Iran's Ahmadinejad Attempts Reconciliation with Egypt

Iran's Ahmadinejad Attempts Reconciliation with Egypt

President Mahmoud Ahmadinejad of Iran, who is the first Iranian leader to visit Egypt’s capital Cairo since the 1979 Iranian revolution, spoke of a reconciliation between the two formerly contentious countries. He is trying to normalize relations that have been strained because Iran is Shi’ite Islamist and Egypt is Sunni Islamist. This difference plays out in various ways, one of which is Iran’s support of Bashar al-Assad in Syria while Egypt favors the insurgency.

The Iranian foreign minister announced that for the first time since 1979, Egyptian tourists and merchants didn’t need visas to visit Iran. In addition, Ahmadinejad said he would offer a loan to cash-strapped Egypt, despite the fact that Iran has been hit hard by sanctions from the West. He said, “I have said previously that we can offer a big credit line to the Egyptian brothers, and many services.”

The Iranian president proclaimed, “We must all understand that the only option is to set up this alliance because it is in the interests of the Egyptian and Iranian peoples and other nations of the region. There are those striving to prevent these two great countries from coming together despite the fact that the region’s problems require this meeting, especially the Palestinian question.”

But Egypt’s foreign minister told Reuters that Ahmadinejad’s speech wasn’t a big deal, that he was in Cairo simply because the Islamic Summit was being held there, “so it’s just a normal procedure. That’s all.” He also told other Gulf Arab countries, who fear Iran, that Egypt was not selling them down the river.
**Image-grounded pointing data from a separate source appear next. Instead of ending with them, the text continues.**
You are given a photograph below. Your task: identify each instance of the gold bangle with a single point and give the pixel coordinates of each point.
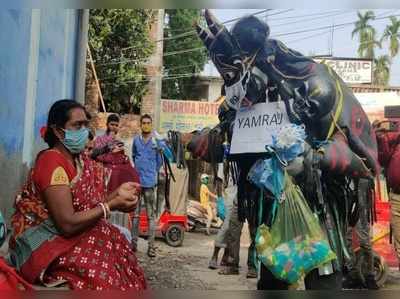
(107, 209)
(104, 210)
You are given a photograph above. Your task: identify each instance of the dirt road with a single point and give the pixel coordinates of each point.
(186, 267)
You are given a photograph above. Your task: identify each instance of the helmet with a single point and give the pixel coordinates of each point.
(204, 176)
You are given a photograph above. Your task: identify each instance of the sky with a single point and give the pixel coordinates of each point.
(284, 23)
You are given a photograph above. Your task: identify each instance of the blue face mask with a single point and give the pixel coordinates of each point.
(75, 141)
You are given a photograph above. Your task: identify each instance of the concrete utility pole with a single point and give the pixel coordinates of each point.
(151, 101)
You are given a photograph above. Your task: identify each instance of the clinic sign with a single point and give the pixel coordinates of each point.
(253, 128)
(187, 116)
(352, 71)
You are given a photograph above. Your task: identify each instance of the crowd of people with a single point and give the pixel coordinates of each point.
(61, 233)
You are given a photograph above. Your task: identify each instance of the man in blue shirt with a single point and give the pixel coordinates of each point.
(147, 155)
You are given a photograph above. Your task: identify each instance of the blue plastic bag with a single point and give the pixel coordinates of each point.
(269, 175)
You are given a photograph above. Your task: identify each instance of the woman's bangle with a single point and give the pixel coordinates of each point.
(108, 210)
(104, 210)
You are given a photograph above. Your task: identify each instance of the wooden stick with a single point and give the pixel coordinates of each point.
(95, 78)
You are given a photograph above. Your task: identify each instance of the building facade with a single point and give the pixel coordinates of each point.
(42, 60)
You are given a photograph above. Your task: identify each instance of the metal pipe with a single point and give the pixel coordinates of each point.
(80, 62)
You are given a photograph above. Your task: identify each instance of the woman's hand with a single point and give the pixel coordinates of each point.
(126, 198)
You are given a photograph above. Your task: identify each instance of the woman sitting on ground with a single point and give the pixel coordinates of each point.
(60, 228)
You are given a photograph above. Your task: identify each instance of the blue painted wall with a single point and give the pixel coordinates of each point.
(38, 55)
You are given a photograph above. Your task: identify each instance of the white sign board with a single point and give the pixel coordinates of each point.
(254, 127)
(355, 71)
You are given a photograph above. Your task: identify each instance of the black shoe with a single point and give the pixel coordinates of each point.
(370, 282)
(352, 283)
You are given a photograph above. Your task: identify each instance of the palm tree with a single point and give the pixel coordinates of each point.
(366, 35)
(392, 33)
(382, 70)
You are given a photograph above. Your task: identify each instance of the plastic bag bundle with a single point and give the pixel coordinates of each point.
(295, 244)
(288, 142)
(268, 174)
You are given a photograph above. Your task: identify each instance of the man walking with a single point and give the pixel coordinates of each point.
(146, 154)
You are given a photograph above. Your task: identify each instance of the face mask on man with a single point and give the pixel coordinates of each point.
(147, 128)
(75, 140)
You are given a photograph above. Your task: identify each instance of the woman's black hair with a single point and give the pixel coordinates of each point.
(59, 114)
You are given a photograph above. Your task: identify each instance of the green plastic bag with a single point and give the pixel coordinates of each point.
(295, 244)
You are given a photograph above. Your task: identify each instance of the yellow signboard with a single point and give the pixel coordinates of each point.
(187, 116)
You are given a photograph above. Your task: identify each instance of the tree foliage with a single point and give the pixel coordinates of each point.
(366, 35)
(382, 70)
(120, 44)
(180, 65)
(392, 34)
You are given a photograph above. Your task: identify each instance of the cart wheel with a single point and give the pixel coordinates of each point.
(192, 227)
(174, 235)
(381, 268)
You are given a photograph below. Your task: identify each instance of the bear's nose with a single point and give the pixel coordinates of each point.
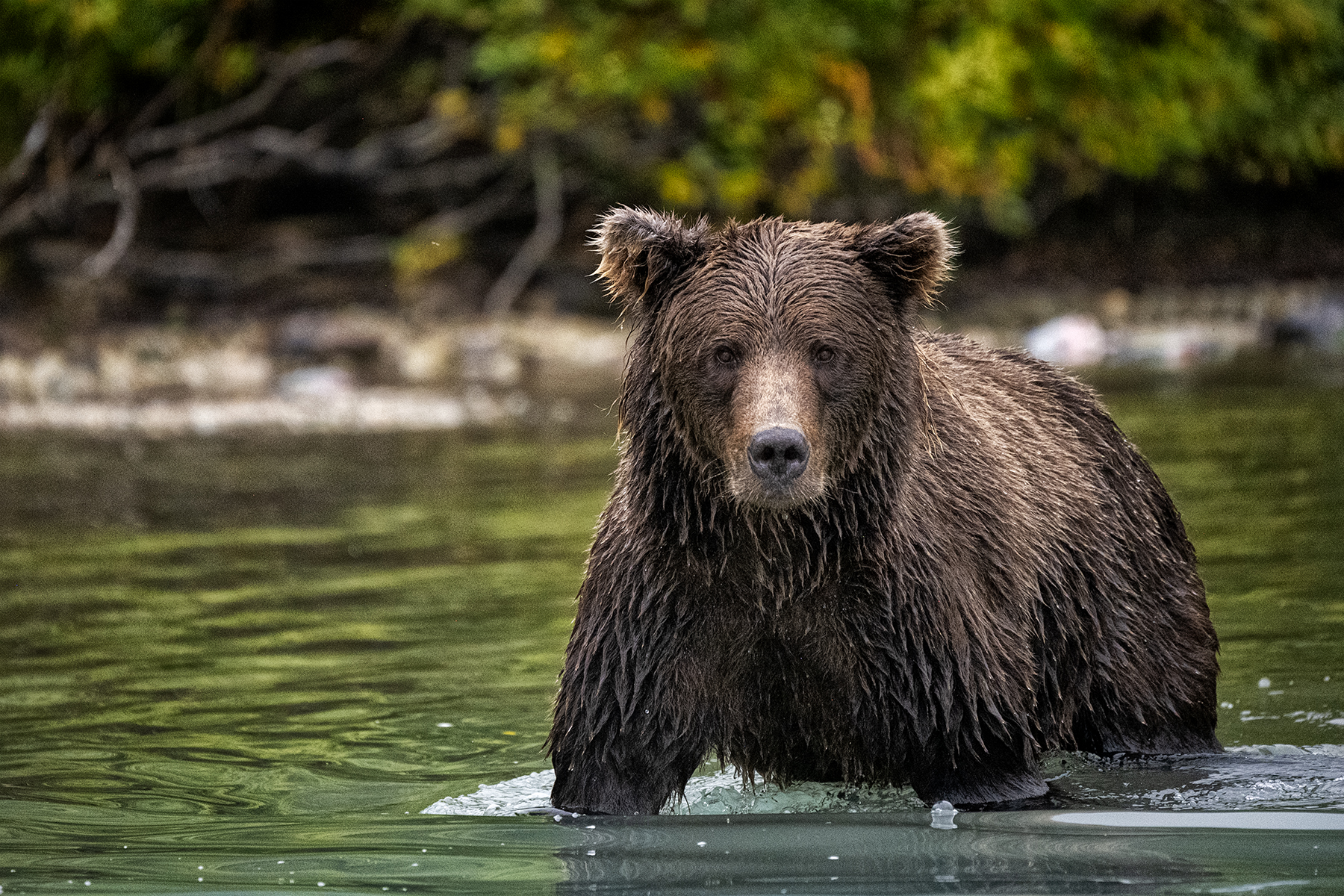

There was evidence Egyptian weren’t altogether happy with the Iranian leader’s presence; Egypt’s leading Sunni Muslim scholar chastised him for his efforts to spread the Shi’ite form of Islam to other Gulf Arab states, three Egyptians and a Syrian were detained because they were suspected of an attempted attack on him, and a bearded man threw a shoe at Ahmadinejad, a serious insult.